Left to right Human Ip, Tsang Wai Yip, Donald Choi, Fan Ching Yau and Tsang Yuk On
Young artist Human Ip is a newcomer to this part of Hong Kong. Writer and illustrator, she grew up in the concrete jungle of the city but fell in love with Lai Chi Wo and its extensive variety of flora and fauna whilst hiking in the area. Her fondness for the landscape led to a discovery of the very different way of life offered by this community, and in 2019 Human took the bold step of moving to a permanent home in the village. She’s very clear on the value of the cultural and educational benefits engagement with these Hakka settlements and their surrounding landscape offer. “Many Hong Kong people don’t know much about their surroundings,” she noted, a condition she’s trying to combat by bringing the students she teaches to the area to study the plants and wildlife. “I taught in secondary schools and universities before, and I know students can learn many things outside campus in places like this, such as culture, architecture and biology.”
Agreeing, Donald Choi noted, “Yes, this is not just a tourist attraction for locals, it’s an opportunity for everyone to experience the charm and relevance of unique rural living.”

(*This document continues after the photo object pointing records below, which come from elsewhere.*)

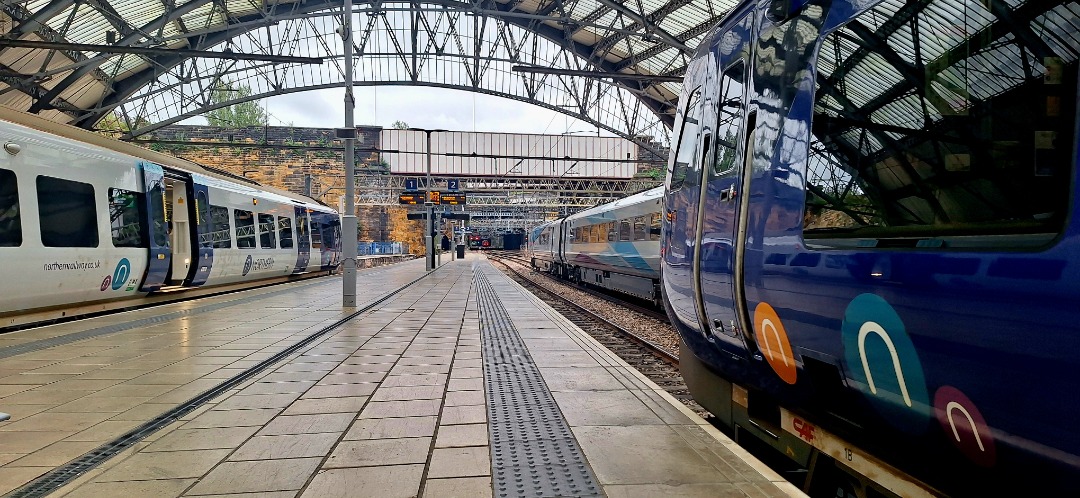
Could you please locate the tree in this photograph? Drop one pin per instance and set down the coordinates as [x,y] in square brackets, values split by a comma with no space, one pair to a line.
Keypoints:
[245,113]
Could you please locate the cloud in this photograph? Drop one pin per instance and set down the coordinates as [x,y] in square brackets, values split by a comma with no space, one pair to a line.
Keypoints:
[420,107]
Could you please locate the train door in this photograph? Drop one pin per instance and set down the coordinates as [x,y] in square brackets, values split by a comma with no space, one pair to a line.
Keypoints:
[682,202]
[179,228]
[718,267]
[160,252]
[204,238]
[302,240]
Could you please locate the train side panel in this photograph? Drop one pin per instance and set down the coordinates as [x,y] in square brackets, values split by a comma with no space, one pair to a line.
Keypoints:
[242,252]
[617,245]
[71,255]
[904,279]
[543,246]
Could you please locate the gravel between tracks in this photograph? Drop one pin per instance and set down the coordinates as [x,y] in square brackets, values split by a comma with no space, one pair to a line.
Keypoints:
[647,327]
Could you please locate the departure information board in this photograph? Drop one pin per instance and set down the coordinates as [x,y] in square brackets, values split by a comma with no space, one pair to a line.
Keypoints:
[454,198]
[410,198]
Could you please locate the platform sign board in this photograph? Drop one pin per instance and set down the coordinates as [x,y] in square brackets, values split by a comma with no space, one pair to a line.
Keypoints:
[455,198]
[410,198]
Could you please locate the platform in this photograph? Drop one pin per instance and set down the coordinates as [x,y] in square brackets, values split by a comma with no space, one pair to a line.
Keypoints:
[460,384]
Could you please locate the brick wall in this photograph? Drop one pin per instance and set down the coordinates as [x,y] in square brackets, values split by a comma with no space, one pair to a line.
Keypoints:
[283,167]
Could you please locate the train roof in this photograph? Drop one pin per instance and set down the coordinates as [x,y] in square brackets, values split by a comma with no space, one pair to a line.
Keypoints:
[651,194]
[79,134]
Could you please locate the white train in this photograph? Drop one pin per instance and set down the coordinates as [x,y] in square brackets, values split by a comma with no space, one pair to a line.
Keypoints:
[615,245]
[85,218]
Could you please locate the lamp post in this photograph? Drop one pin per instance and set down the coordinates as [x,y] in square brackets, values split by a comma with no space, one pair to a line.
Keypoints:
[349,219]
[431,211]
[430,225]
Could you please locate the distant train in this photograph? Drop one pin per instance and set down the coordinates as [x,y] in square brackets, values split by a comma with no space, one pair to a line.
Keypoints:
[615,245]
[85,219]
[871,243]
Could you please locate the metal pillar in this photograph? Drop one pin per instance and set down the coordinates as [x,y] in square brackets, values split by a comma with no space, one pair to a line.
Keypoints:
[349,220]
[431,212]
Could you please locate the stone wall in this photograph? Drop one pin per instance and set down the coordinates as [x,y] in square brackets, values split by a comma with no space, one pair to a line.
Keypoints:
[305,151]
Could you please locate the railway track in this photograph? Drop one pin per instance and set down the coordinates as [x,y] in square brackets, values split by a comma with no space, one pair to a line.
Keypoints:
[659,364]
[651,312]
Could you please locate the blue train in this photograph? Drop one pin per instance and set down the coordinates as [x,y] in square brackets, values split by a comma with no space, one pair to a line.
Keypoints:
[871,245]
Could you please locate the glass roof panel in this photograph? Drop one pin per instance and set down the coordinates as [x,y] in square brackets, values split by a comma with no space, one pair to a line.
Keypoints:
[242,7]
[138,12]
[1061,29]
[89,27]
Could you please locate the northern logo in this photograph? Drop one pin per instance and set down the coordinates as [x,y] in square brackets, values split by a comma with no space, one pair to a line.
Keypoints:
[121,273]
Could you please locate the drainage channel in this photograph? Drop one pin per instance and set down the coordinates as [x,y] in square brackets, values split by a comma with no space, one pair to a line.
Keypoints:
[69,471]
[532,451]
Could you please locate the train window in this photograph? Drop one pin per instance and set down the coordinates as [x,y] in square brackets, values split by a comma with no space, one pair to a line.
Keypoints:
[687,151]
[220,232]
[333,234]
[11,225]
[268,231]
[729,117]
[953,144]
[67,213]
[285,231]
[625,232]
[655,226]
[639,232]
[316,234]
[245,228]
[125,216]
[301,229]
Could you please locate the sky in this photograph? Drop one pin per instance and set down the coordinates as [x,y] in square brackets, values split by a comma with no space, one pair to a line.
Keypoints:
[422,107]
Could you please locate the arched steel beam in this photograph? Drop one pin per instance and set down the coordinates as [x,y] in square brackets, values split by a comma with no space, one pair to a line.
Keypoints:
[131,39]
[127,86]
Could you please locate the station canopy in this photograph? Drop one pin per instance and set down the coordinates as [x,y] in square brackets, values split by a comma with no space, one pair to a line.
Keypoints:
[616,64]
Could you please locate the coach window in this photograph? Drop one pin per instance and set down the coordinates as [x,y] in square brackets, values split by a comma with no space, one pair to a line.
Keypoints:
[639,232]
[245,228]
[11,225]
[730,117]
[302,231]
[220,231]
[687,151]
[316,234]
[67,213]
[933,131]
[285,231]
[625,230]
[125,216]
[267,231]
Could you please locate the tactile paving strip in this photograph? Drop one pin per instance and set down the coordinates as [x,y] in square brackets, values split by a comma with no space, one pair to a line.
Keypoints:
[534,453]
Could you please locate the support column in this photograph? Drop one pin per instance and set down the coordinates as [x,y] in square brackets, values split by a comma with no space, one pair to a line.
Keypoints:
[349,219]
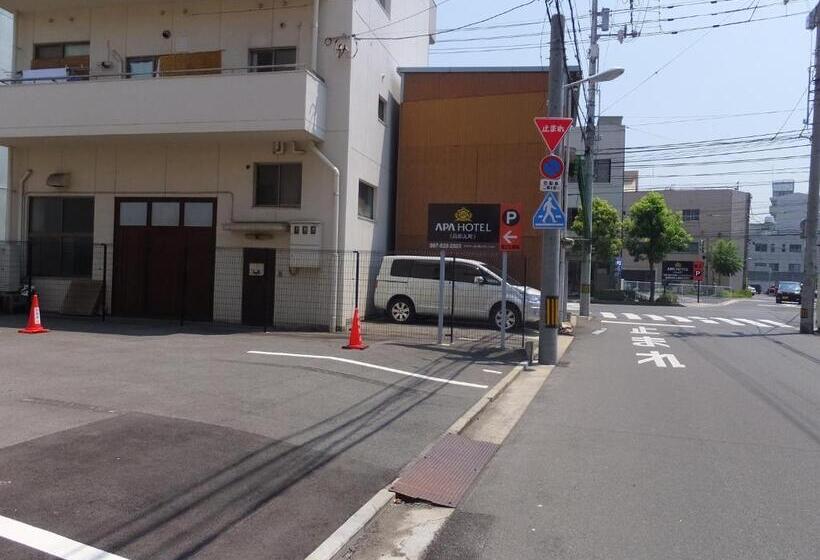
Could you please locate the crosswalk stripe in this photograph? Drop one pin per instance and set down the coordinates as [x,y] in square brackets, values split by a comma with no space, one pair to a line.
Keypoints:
[728,321]
[778,324]
[754,323]
[704,320]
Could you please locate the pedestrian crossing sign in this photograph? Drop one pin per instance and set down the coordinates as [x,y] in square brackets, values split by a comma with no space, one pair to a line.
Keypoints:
[549,214]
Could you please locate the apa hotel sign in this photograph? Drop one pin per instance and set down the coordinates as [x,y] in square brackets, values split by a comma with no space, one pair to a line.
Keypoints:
[463,226]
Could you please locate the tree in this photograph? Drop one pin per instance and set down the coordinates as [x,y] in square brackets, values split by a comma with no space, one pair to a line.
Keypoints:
[652,231]
[724,258]
[606,231]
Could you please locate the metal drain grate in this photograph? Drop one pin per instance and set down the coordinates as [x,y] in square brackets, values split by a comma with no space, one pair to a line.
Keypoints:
[446,472]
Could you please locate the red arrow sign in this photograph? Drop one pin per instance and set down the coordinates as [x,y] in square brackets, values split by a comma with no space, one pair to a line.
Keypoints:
[552,130]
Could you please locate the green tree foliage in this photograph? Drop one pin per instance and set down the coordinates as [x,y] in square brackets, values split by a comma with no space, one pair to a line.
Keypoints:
[724,258]
[652,231]
[606,231]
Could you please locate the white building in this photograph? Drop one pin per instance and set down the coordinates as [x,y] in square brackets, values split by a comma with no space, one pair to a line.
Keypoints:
[207,133]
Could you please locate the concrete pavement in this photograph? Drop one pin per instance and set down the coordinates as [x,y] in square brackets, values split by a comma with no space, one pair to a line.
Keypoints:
[616,459]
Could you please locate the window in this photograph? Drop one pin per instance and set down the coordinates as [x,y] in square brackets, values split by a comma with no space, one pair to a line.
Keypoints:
[141,67]
[603,170]
[382,110]
[61,230]
[273,60]
[367,196]
[279,184]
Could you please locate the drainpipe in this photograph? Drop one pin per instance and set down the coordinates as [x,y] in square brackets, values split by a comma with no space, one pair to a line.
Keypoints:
[314,55]
[337,222]
[22,203]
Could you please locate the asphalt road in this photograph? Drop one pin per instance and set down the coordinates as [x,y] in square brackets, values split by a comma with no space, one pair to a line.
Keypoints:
[160,444]
[718,458]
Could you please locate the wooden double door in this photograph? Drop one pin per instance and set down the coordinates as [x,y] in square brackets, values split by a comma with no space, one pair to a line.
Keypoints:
[164,256]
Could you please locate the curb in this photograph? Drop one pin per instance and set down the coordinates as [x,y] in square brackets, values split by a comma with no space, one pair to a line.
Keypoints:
[356,523]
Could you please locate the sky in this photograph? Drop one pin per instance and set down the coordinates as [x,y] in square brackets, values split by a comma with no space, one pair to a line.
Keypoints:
[717,80]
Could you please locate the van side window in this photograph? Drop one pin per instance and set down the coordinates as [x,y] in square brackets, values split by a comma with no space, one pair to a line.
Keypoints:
[401,268]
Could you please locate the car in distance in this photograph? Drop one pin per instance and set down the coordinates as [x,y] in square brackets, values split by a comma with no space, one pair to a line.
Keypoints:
[788,291]
[407,287]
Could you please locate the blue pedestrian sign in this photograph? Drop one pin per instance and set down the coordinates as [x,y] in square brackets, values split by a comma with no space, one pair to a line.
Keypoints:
[549,214]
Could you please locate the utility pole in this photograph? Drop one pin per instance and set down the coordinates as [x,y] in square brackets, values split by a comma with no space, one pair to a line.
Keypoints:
[589,162]
[810,257]
[551,238]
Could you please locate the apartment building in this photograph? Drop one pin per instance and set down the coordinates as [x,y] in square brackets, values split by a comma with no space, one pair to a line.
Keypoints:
[708,215]
[201,153]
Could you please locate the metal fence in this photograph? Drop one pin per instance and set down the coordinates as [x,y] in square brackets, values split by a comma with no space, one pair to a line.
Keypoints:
[400,297]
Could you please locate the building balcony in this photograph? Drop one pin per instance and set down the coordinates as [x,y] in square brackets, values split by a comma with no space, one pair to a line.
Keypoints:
[287,104]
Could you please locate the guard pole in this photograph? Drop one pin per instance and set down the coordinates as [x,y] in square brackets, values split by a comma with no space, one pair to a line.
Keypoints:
[504,300]
[551,239]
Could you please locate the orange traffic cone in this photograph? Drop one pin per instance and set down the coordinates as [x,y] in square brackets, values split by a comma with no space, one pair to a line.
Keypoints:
[35,326]
[356,342]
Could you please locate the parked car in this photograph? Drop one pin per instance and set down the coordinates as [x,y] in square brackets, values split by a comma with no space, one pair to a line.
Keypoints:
[408,287]
[788,291]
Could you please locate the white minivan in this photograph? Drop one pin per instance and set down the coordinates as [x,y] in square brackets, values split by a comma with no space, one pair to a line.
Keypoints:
[408,287]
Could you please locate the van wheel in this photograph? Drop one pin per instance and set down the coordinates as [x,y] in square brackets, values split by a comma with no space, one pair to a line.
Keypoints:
[401,310]
[513,317]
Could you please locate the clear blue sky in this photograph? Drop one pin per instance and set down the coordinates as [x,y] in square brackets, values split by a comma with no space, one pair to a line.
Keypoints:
[755,67]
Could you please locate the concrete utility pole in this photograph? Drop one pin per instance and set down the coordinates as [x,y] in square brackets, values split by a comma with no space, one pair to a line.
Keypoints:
[551,238]
[589,162]
[809,259]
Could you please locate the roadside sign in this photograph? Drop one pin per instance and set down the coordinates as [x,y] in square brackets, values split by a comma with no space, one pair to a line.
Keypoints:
[458,226]
[552,167]
[549,214]
[550,185]
[697,271]
[552,130]
[510,236]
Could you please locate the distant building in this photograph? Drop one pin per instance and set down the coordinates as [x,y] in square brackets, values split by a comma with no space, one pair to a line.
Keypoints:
[708,215]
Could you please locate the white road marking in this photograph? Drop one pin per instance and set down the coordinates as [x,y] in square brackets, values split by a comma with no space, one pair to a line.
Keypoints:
[779,324]
[754,323]
[371,366]
[50,543]
[729,322]
[653,325]
[704,320]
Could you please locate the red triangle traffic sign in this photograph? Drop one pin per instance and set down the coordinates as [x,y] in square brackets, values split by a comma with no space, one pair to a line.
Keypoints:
[553,130]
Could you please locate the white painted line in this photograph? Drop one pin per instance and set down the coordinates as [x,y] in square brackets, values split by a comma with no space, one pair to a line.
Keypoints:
[779,324]
[371,366]
[729,322]
[650,324]
[704,320]
[754,323]
[50,543]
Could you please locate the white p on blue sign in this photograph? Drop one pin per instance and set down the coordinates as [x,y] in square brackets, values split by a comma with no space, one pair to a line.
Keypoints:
[549,214]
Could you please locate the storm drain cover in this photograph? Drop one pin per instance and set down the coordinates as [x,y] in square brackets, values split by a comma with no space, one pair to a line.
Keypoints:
[445,472]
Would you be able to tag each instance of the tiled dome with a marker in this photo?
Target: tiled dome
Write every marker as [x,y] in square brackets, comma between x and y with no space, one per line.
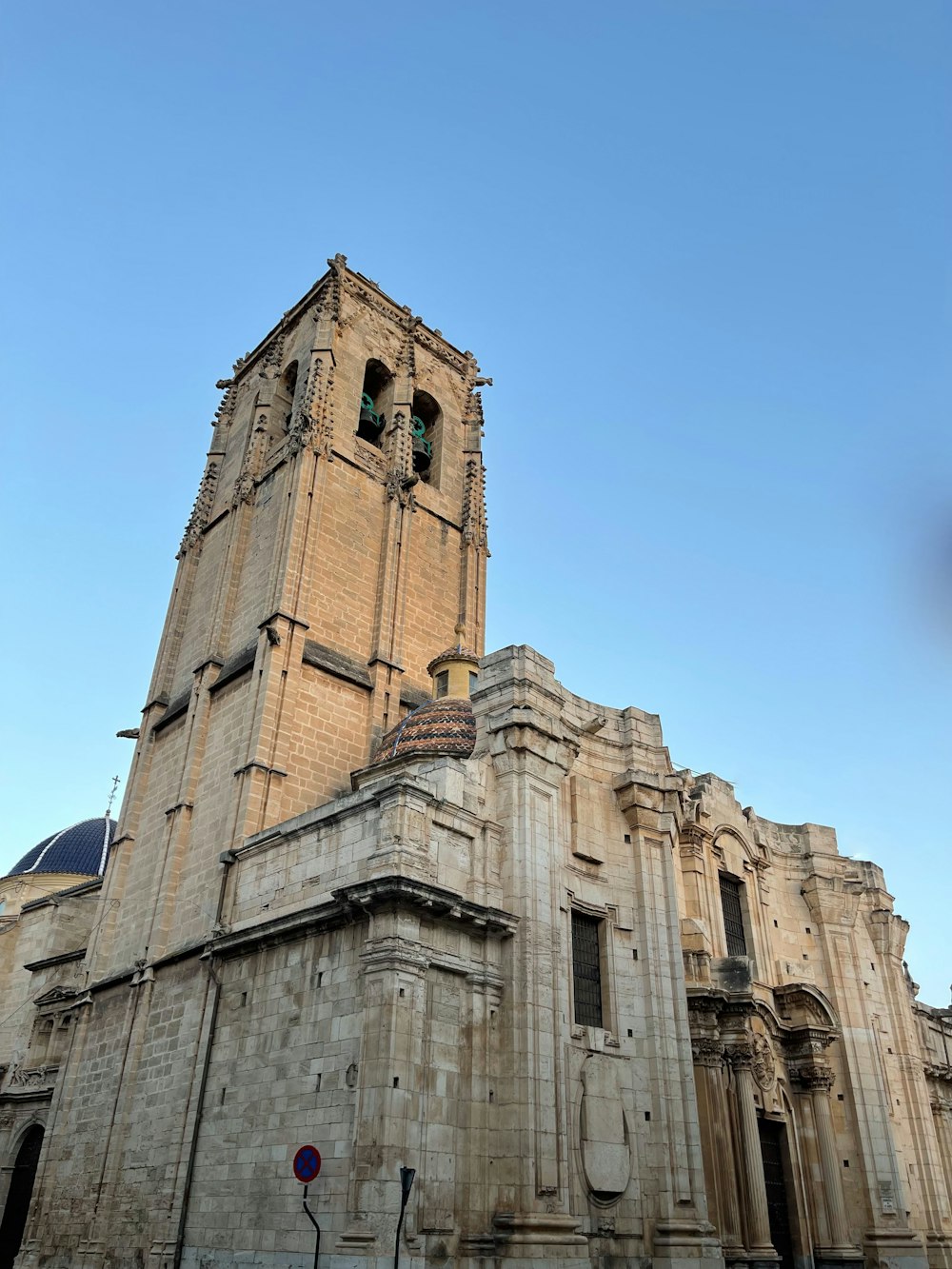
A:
[445,726]
[79,849]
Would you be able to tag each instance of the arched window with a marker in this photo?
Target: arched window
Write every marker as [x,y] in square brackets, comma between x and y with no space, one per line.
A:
[284,406]
[14,1219]
[426,433]
[376,400]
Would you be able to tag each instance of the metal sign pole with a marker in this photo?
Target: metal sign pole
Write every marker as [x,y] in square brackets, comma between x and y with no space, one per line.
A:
[318,1229]
[407,1180]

Photo Credit: School of Architecture, CUHK
Their sustainable approach to inviting a wider audience to appreciate and participate in maintaining, preserving, and enhancing this unique microcosm is working, and the changes it delivers are positive. On departing, Donald Choi remarked to the group, “There are many lessons to be learned from these collaborations, some we could do well by adopting in our large city communities. It’s inspiring, and I’m looking forward to my next visit to see yet more progress”.